The Remedies and Their Opponents None of the conditions described here are natural laws. They are policy choices that could be altered by different policy choices.

A federal usury cap on consumer interest rates would directly compress the credit card spread. A cap at 36 percent APR, the threshold used by the Military Lending Act for active-duty service members, would not eliminate credit card lending: it would eliminate the most predatory tier of it.33 Payday loan APR caps have been enacted in a growing number of states with no collapse of consumer credit access: Ohio moved from a 677 percent average APR to 138 percent after its 2019 reform, with the market continuing to function.34 Reform of the IPO allocation system has been discussed for decades and implemented nowhere. The SEC has the authority to require more equitable retail access; it has not used it. Direct listing mechanisms, which allow shares to begin trading without a formal book-building process that privileges institutional clients, have been used by a small number of companies. They remain the exception.

On mortgages, the alternative credit assessment models that might reduce the punitive impact of FICO’s risk-pricing on lower-income borrowers have been persistently resisted by the large institutions that benefit from the current system. The Federal Housing Finance Agency has pushed to broaden credit score eligibility; implementation has been slow.

Mandatory disclosure of the buy rate on dealer-arranged auto financing would cost the industry nothing except the margin it currently extracts in secret.

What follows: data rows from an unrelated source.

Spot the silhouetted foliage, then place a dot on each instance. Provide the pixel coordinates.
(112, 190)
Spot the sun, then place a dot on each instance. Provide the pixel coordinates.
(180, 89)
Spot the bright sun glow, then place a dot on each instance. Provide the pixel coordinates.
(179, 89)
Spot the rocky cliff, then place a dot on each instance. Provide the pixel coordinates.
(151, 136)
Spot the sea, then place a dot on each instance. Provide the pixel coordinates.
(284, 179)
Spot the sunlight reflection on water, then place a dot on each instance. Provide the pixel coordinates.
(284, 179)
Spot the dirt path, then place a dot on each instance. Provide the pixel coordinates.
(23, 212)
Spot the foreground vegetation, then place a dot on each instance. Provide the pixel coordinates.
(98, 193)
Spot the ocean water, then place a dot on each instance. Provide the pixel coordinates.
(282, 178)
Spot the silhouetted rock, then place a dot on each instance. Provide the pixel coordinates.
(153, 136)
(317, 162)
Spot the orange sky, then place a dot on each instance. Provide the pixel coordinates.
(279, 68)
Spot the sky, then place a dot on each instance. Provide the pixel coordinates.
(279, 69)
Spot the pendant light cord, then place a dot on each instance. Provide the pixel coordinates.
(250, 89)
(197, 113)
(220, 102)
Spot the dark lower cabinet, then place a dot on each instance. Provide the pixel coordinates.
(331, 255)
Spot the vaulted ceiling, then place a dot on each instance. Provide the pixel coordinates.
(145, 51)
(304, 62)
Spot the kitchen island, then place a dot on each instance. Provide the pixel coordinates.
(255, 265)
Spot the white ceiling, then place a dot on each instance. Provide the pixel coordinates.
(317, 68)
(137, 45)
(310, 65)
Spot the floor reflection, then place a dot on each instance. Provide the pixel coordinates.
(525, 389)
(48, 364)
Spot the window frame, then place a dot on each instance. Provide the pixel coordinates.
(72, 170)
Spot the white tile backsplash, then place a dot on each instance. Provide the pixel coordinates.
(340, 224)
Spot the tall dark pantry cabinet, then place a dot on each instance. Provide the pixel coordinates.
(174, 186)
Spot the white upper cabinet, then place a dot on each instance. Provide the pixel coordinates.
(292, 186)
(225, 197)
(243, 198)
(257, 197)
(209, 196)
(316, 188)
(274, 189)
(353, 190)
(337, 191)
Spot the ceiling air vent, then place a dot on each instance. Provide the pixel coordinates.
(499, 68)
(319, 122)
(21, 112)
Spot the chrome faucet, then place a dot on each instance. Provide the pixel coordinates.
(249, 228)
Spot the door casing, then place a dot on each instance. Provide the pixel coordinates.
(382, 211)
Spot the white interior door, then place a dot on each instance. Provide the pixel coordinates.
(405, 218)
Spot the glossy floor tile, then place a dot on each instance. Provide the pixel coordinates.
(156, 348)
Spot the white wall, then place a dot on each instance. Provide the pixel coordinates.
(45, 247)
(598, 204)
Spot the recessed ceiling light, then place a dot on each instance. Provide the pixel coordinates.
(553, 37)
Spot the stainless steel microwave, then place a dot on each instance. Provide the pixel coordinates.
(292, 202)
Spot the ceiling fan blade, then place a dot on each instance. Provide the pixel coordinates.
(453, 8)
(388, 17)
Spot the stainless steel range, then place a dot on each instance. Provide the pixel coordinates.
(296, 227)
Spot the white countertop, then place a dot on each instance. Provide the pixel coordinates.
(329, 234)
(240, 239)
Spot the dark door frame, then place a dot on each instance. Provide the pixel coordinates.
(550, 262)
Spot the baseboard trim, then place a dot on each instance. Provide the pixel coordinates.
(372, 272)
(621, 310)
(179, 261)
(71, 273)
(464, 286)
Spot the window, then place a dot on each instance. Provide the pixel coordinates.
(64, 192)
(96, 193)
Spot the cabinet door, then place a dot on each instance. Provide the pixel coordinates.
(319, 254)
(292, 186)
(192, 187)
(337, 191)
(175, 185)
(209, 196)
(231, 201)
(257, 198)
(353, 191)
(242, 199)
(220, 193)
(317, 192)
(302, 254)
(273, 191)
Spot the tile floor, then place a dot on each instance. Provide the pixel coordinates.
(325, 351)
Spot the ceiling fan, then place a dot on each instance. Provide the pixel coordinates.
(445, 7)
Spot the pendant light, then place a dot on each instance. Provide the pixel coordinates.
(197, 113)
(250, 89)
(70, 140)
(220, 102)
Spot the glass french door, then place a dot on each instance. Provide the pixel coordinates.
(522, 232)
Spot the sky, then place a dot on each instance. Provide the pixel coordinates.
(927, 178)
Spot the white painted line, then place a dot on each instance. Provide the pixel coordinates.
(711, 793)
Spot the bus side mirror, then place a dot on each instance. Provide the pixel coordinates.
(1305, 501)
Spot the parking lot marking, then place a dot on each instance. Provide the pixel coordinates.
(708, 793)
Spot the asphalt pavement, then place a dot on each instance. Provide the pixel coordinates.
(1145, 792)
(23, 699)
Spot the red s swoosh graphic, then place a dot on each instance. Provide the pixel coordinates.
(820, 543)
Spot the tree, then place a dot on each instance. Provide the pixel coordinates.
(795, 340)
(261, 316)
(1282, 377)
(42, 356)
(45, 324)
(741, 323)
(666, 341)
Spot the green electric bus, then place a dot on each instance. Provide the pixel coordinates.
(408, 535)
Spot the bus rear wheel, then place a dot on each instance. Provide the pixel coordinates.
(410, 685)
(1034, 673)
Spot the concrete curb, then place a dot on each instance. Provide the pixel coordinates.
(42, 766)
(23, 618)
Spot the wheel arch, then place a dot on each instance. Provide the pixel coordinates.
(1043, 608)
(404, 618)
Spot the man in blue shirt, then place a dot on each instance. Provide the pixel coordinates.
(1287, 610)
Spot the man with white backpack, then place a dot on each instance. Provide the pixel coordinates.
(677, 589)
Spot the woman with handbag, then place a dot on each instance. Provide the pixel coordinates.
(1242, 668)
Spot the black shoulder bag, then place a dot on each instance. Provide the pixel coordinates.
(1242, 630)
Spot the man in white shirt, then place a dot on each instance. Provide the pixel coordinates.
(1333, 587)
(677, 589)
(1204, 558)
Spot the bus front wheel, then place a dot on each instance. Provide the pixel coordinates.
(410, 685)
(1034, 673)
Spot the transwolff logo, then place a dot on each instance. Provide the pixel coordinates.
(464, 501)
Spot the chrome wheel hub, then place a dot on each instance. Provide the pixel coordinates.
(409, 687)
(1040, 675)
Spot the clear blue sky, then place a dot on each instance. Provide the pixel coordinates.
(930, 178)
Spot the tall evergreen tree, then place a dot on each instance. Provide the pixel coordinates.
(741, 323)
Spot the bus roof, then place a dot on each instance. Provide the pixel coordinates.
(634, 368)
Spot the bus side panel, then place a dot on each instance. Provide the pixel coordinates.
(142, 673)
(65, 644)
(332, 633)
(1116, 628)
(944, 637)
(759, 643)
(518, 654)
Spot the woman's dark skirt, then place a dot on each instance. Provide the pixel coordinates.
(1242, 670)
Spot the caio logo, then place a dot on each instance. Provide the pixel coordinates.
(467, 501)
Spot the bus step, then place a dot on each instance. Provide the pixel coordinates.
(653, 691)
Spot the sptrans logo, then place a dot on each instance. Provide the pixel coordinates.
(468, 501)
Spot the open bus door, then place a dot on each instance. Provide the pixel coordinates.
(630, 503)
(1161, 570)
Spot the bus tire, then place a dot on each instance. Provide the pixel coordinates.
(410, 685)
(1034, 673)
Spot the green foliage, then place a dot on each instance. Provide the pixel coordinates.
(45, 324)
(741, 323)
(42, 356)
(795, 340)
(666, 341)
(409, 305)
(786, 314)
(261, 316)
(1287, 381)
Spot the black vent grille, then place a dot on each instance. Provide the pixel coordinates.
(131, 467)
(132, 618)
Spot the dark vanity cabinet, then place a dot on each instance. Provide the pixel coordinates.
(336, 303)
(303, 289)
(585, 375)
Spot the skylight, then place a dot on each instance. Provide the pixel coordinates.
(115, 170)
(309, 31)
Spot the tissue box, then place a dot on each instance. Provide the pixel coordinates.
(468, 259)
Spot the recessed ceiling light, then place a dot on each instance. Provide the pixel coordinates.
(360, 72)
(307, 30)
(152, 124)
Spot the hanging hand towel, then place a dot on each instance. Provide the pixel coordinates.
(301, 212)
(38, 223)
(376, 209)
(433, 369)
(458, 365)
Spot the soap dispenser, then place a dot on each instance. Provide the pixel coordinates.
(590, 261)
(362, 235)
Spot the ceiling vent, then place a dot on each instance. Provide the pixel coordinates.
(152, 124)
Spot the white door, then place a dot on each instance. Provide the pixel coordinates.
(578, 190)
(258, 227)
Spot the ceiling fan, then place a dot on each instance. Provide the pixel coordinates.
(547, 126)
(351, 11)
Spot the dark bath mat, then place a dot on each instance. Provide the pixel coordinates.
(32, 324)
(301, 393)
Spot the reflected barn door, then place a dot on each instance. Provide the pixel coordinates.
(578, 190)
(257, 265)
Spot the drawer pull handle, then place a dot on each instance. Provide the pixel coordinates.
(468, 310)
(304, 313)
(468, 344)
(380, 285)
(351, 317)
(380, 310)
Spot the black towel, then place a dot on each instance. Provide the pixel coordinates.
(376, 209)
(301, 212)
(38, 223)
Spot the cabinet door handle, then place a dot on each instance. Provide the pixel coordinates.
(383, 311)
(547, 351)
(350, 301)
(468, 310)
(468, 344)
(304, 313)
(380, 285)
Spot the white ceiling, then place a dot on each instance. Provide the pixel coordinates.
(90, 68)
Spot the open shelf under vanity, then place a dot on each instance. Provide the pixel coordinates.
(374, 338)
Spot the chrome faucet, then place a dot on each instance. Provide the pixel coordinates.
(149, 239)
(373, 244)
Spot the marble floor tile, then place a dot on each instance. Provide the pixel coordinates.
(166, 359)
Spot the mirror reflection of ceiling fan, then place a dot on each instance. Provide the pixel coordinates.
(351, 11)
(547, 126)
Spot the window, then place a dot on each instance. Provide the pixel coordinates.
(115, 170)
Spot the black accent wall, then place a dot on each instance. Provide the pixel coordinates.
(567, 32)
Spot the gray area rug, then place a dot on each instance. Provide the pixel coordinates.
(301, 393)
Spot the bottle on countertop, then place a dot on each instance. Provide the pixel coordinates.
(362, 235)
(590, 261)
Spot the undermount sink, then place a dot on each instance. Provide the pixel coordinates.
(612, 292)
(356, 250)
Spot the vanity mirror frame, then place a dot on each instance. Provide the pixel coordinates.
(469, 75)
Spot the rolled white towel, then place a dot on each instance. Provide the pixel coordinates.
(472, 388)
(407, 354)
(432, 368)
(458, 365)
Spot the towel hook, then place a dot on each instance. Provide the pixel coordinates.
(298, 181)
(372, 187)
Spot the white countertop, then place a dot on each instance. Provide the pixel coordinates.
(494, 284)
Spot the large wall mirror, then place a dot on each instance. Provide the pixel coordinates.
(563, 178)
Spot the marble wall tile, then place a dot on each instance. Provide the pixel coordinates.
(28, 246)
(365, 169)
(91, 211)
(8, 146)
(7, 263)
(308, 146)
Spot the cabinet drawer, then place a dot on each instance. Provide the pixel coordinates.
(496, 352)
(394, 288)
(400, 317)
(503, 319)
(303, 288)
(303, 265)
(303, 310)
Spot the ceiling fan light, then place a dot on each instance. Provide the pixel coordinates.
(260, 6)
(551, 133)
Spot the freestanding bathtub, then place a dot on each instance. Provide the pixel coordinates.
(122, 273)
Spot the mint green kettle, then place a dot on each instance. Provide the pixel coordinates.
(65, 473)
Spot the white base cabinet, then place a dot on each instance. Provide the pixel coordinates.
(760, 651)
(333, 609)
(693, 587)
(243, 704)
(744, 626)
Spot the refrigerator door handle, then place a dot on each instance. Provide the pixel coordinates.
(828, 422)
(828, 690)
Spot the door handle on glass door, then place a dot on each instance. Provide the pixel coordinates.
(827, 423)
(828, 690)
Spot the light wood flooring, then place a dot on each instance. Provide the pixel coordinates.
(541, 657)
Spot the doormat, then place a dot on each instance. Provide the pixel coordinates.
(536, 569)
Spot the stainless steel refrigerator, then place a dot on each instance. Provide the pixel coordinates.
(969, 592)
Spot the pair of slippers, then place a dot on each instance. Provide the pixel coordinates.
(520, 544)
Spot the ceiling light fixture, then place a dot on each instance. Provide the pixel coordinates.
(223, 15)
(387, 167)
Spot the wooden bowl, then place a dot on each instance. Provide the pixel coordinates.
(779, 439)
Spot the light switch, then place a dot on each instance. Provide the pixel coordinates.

A 2013 CFPB survey found that 93 percent of consumers favored requiring dealers to disclose the lowest interest rate for which the borrower qualified. The rule has not been written.

On deposits, the CFPB’s action against Capital One is the first significant enforcement measure addressing the systematic withholding of interest from savers. Whether it changes industry practice or becomes a one- time settlement depends on whether the agency retains the political will and independence to pursue it.

The lobbying numbers are instructive. The financial services industry spent approximately $700 million on federal lobbying in 2023, more than any other sector including pharmaceuticals.35 Every reform listed above has a well-funded, professionally organized opponent.

The Geometry of Captivity There is a thread connecting each of these practices: each one extracts most efficiently from the person who has the least capacity to resist or escape.

The credit card spread falls heaviest on the revolving borrower who cannot pay the full balance and has no cheaper alternative. The payday borrower has no bank credit. The retail IPO investor cannot access the institutional book. The car buyer in a subprime tier pays an eleven-point rate premium and a hidden dealer markup on a vehicle they cannot function without. The low-FICO mortgage borrower cannot shop as effectively and has fewer options. The inert depositor does not know, or cannot easily act on the knowledge, that their savings are earning a fraction of the available rate.

The FICO distribution makes this geometry visible. Half of American consumers now score above 750; that share has grown. A widening lower tail, disproportionately lower-income, disproportionately minority, is paying premium rates on the premise of elevated risk that the FHFA’s own analysis found to be overstated. The K-shaped recovery in credit scores mirrors the K-shaped recovery in incomes and wealth. The divergence is not coincidental. The credit system both reflects and reinforces it.

There is an argument, made in good faith by some economists, that risk-based pricing democratizes credit access: without the ability to charge more to riskier borrowers, lenders would stop lending to them altogether. This is partially true and regularly overstated. The record of countries with rate caps shows functional consumer credit markets operating at substantially lower margins. The record of American enforcement actions shows institutions that do not primarily compete on price, but on access to captive customers.

The casino, at least, posts its odds.